Metric Glossary
Quick definitions and explanations of the various metrics used within the RagaAI Testing Platform
Last updated
Quick definitions and explanations of the various metrics used within the RagaAI Testing Platform
Last updated
The F1score is the harmonic mean of precision and recall. It provides a balanced assessment of a model's performance by considering both false positives and false negatives.
Averaging Method: Computes a global average by counting the sums of true positive (TP), false negative (FN) and false positive (FP) using Confusion Matrix.
Precision:
Precision is a measure of the accuracy of positive predictions made by the model.
Averaging Method: Computes a global average by counting the sums of true positive (TP) and false positive (FP) using Confusion Matrix.
Recall:
Recall, also known as sensitivity, measures the ability of the model to correctly identify all relevant instances.
Averaging Method: Computes a global average by counting the sums of true positive (TP) and false negative (FN) using Confusion Matrix.
Pixel Accuracy:
Pixel accuracy is a metric that measures the percentage of correctly classified pixels in the segmentation output.
Averaging Method: Computes a global average by counting the sums of true positive (TP), true negative (TN), false negative (FN) and false positive (FP) using Confusion Matrix.
mIoU:
mIoU (Mean Intersection over Union) is a popular metric for semantic segmentation that measures the average intersection over union (IoU) across all classes.
Averaging Method (IoU): Computes a global average by counting the sums of true positive (TP), false negative (FN) and false positive (FP) using Confusion Matrix.
Averaging Method (mIoU): Mean of IoU values for all classes.
wIoU:
wIoU (Weighted Intersection over Union) is a variation of mIoU that assigns different weights to different classes, giving more importance to certain classes in the evaluation.
Mahalanobis Distance:
Mahalanobis distance is a measure of the distance between a data point and a distribution. It is used to assess the similarity of test data to the training data distribution. A higher Mahalanobis distance may indicate that a data point is "out of distribution."
Mistake Score:
Mistake Score is a metric designed to evaluate the quality and accuracy of labelled data within your semantic segmentation datasets. This score serves as a quantitative measure of the labelling errors or inaccuracies that may exist in your dataset.
Distance Score:
Distance Score is used in Drift Detection (ROI) Multi Class cases. It is a metric designed to evaluate the correctness and drift from its respective class. This score serves as a quantitative measure of the classification error or inaccuracies that may exist in your dataset.
Similarity Score:
The similarity score is used to determine the resemblance between two data entities. In the context of super-resolution, it measures how closely a high-resolution image matches its low-resolution counterpart. Scores closer to 1 indicate high similarity, while scores nearing 0 suggest less similarity.
Area Percentage:
The fraction of the area covered by a label in an image, used in semantic segmentation.

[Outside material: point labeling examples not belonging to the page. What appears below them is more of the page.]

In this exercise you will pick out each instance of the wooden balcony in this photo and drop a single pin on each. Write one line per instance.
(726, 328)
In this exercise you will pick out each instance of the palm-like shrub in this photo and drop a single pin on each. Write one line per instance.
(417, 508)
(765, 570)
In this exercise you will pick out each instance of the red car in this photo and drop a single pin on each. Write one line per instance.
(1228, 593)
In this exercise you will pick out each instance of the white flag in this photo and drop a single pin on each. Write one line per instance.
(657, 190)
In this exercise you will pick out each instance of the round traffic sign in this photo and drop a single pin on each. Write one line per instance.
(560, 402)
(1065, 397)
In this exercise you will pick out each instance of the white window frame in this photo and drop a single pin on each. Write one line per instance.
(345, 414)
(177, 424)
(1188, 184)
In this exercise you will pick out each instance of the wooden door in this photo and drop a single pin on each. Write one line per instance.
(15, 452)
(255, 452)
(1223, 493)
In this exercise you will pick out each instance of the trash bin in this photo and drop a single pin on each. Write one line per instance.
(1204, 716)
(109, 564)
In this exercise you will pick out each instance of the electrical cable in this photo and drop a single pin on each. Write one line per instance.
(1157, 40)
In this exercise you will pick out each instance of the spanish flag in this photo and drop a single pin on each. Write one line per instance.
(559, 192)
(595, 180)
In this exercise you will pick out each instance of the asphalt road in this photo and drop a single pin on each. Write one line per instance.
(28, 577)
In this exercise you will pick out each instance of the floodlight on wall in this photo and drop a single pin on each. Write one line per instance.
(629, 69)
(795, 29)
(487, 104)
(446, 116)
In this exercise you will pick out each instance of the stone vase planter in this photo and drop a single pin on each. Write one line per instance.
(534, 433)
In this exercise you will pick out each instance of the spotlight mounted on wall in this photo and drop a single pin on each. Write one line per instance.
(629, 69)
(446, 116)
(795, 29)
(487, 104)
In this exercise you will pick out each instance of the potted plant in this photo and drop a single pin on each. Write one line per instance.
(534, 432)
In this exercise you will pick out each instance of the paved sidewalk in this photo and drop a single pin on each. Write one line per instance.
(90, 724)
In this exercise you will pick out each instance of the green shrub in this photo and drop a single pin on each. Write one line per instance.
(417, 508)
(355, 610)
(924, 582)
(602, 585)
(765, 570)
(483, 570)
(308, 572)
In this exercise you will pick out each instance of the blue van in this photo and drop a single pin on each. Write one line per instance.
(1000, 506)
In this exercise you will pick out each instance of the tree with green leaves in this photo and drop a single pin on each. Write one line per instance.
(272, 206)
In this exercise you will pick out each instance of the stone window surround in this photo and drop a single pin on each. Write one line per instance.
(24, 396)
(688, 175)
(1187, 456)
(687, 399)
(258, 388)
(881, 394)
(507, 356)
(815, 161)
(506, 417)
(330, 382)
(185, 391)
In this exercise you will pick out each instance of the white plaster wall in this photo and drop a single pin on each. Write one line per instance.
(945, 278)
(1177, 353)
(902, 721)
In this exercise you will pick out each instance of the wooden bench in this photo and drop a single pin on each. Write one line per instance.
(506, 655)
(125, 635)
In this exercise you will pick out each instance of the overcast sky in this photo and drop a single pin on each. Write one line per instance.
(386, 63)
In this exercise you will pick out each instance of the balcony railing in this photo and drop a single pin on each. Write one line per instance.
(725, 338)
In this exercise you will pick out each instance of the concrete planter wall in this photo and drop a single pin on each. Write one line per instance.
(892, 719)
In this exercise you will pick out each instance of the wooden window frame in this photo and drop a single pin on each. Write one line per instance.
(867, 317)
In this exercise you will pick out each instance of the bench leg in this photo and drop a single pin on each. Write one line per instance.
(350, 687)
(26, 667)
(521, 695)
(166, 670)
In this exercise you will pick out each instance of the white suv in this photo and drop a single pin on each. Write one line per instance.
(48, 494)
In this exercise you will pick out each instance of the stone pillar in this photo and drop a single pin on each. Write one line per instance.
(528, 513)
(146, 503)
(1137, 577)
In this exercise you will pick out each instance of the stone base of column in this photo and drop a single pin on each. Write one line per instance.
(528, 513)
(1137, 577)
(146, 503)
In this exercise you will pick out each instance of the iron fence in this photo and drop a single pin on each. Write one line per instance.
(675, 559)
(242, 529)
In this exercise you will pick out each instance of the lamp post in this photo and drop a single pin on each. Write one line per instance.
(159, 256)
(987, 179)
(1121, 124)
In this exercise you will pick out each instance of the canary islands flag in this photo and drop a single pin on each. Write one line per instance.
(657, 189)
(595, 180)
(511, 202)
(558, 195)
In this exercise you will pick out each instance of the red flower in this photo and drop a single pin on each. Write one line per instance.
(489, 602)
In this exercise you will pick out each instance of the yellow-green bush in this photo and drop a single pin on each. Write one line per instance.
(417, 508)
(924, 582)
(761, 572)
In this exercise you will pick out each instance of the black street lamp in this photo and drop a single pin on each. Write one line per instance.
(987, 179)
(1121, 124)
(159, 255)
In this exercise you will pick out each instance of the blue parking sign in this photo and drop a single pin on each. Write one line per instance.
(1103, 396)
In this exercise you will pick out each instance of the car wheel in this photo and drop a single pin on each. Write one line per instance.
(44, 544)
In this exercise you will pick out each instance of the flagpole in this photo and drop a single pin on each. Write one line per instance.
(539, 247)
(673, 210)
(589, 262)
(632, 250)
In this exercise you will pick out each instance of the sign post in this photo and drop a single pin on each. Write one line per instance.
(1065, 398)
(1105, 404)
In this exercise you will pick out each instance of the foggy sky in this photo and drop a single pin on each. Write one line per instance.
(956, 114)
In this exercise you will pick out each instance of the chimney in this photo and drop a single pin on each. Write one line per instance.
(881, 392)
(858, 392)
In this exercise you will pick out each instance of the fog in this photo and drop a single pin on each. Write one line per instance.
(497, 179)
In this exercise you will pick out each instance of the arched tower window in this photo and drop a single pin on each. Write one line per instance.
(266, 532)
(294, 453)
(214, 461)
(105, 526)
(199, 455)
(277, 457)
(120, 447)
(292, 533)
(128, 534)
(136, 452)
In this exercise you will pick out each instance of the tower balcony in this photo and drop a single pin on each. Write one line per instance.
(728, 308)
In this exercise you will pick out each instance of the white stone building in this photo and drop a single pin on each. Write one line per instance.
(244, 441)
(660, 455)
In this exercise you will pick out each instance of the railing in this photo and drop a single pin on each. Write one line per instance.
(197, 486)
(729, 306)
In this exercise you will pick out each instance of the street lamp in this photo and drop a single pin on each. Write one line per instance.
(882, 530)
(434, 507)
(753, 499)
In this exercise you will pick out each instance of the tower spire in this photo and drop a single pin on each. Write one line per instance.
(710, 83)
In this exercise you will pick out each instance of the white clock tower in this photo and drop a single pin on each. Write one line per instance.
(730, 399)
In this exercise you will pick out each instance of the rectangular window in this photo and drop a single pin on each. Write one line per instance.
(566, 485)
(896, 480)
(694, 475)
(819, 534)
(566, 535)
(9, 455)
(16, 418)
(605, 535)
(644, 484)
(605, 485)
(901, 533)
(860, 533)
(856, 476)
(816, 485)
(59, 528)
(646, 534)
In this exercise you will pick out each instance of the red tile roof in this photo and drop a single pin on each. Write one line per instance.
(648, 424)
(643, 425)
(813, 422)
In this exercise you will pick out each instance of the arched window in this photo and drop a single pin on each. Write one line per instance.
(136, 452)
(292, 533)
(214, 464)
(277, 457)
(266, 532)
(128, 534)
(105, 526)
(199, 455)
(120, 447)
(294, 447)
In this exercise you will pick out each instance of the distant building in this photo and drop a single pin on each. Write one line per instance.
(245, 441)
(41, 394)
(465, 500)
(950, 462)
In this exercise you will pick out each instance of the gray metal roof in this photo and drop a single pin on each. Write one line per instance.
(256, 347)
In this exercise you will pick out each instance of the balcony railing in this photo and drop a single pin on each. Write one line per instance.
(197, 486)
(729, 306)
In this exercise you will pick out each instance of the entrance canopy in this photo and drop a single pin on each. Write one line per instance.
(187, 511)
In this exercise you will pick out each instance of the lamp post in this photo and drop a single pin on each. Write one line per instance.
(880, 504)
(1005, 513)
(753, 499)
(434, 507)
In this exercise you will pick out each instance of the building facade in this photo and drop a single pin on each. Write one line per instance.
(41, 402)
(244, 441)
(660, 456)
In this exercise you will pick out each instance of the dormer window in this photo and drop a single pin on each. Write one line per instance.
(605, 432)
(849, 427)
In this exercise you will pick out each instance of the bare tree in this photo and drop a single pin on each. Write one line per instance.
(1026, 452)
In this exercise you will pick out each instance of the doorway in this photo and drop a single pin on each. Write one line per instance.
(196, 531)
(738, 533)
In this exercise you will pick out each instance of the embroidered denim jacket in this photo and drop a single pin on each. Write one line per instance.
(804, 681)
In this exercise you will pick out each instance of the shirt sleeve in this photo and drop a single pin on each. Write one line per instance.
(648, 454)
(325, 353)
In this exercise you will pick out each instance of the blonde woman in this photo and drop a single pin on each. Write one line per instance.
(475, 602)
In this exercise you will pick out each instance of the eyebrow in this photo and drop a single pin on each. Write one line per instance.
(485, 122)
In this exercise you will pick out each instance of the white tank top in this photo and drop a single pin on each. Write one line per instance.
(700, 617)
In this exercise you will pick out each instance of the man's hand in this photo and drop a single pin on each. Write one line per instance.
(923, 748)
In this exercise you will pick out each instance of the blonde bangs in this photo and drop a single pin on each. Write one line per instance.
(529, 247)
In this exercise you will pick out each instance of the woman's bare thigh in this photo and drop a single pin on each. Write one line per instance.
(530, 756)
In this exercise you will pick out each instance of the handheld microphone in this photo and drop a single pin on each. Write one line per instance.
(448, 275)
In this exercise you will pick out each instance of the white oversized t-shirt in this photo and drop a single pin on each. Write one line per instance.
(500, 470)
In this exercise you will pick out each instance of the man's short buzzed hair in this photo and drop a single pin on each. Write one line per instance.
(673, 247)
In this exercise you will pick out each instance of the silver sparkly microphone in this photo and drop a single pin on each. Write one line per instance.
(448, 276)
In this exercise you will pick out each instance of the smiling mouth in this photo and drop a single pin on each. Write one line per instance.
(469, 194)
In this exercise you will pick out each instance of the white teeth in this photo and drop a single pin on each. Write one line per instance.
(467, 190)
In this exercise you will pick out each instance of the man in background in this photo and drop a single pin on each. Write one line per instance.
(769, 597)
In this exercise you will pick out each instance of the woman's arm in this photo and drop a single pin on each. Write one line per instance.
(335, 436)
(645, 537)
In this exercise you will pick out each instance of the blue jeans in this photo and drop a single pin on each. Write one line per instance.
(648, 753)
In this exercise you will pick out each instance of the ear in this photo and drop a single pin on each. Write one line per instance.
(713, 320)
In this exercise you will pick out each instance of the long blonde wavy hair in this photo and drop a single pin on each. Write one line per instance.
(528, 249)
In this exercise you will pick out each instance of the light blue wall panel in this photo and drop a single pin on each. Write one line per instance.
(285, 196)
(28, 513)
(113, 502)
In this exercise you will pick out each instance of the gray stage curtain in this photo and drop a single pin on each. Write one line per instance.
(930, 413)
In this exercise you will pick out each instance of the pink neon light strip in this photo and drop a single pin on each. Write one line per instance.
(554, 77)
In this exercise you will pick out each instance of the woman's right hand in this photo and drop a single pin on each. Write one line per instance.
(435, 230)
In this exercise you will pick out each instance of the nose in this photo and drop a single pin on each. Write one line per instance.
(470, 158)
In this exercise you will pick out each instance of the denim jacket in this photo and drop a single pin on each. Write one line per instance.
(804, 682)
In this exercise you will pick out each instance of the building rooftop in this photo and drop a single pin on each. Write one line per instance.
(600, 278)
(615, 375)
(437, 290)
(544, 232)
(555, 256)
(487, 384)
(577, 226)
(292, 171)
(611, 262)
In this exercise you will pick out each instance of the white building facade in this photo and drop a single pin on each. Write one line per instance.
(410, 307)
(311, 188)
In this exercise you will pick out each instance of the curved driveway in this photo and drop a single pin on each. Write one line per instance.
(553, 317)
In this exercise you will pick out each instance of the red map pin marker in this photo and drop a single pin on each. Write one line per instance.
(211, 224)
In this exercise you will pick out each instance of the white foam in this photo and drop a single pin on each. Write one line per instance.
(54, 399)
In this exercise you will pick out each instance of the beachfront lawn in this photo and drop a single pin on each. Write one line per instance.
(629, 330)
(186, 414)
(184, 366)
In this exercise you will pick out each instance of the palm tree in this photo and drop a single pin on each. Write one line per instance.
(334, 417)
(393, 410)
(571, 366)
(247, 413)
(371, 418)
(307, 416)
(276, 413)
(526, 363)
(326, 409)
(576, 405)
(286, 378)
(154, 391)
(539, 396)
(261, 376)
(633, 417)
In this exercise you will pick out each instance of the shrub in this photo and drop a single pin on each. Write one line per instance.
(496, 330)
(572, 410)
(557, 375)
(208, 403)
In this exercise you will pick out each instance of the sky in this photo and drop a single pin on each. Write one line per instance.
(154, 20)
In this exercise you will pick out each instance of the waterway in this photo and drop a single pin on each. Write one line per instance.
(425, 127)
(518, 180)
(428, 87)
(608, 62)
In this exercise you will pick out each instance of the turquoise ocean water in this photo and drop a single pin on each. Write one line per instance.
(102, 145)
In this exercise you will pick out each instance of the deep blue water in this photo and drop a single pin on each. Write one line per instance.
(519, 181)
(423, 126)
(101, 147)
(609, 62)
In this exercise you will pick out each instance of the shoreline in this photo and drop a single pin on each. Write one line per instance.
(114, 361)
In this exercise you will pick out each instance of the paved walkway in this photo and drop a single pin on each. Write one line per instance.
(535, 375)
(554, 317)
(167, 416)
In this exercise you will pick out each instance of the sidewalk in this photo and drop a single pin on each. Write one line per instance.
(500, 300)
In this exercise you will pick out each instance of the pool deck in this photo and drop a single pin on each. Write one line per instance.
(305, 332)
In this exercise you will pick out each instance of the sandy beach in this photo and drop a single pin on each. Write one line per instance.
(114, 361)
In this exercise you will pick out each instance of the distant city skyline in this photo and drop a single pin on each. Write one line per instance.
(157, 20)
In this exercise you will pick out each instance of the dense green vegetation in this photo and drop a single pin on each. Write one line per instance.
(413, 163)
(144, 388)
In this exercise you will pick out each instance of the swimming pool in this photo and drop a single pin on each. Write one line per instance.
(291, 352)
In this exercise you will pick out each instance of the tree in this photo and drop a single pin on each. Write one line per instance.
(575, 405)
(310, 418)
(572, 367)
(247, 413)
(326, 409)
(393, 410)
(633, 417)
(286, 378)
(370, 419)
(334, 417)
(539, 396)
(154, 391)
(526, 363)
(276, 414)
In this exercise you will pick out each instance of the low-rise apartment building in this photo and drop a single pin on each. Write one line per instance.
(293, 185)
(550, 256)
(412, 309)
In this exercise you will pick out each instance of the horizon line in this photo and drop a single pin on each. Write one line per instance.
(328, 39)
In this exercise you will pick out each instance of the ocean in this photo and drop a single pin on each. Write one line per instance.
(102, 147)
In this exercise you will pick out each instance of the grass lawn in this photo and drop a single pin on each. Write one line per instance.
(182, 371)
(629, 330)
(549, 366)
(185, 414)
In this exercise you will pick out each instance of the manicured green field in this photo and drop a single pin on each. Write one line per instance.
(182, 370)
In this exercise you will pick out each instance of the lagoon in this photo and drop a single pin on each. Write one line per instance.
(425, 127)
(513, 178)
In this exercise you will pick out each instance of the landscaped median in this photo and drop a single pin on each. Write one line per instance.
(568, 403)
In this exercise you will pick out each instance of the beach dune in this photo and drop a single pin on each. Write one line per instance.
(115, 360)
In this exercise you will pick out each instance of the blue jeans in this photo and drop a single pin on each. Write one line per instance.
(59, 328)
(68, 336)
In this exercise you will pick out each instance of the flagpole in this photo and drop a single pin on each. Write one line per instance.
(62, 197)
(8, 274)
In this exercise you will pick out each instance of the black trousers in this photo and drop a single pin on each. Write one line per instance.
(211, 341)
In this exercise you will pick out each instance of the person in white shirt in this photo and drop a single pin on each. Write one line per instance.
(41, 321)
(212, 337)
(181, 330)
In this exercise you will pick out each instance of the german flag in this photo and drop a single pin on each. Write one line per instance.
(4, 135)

BLEU (Bilingual Evaluation Understudy): BLEU is a metric for evaluating a translated text against one or more reference translations. It measures the similarity of the machine translations to human translations, focusing on the precision of n-grams (word sequences of n words) in the translated text.
Cosine Similarity: Cosine Similarity measures the cosine of the angle between two non-zero vectors in a multi-dimensional space. In text analysis, it is often used to determine the similarity between two text documents.
METEOR (Metric for Evaluation of Translation with Explicit Ordering): METEOR is a metric for evaluating machine translation output by considering the alignment between the candidate translation and a reference translation. It extends beyond precision by incorporating synonyms and stemming, and it aims for high recall by penalizing omissions.
ROUGE (Recall-Oriented Understudy for Gisting Evaluation): ROUGE is a set of metrics for evaluating automatic summarization and machine translation. It measures the overlap between the candidate text and reference texts using n-grams, word sequences, and word pair matches.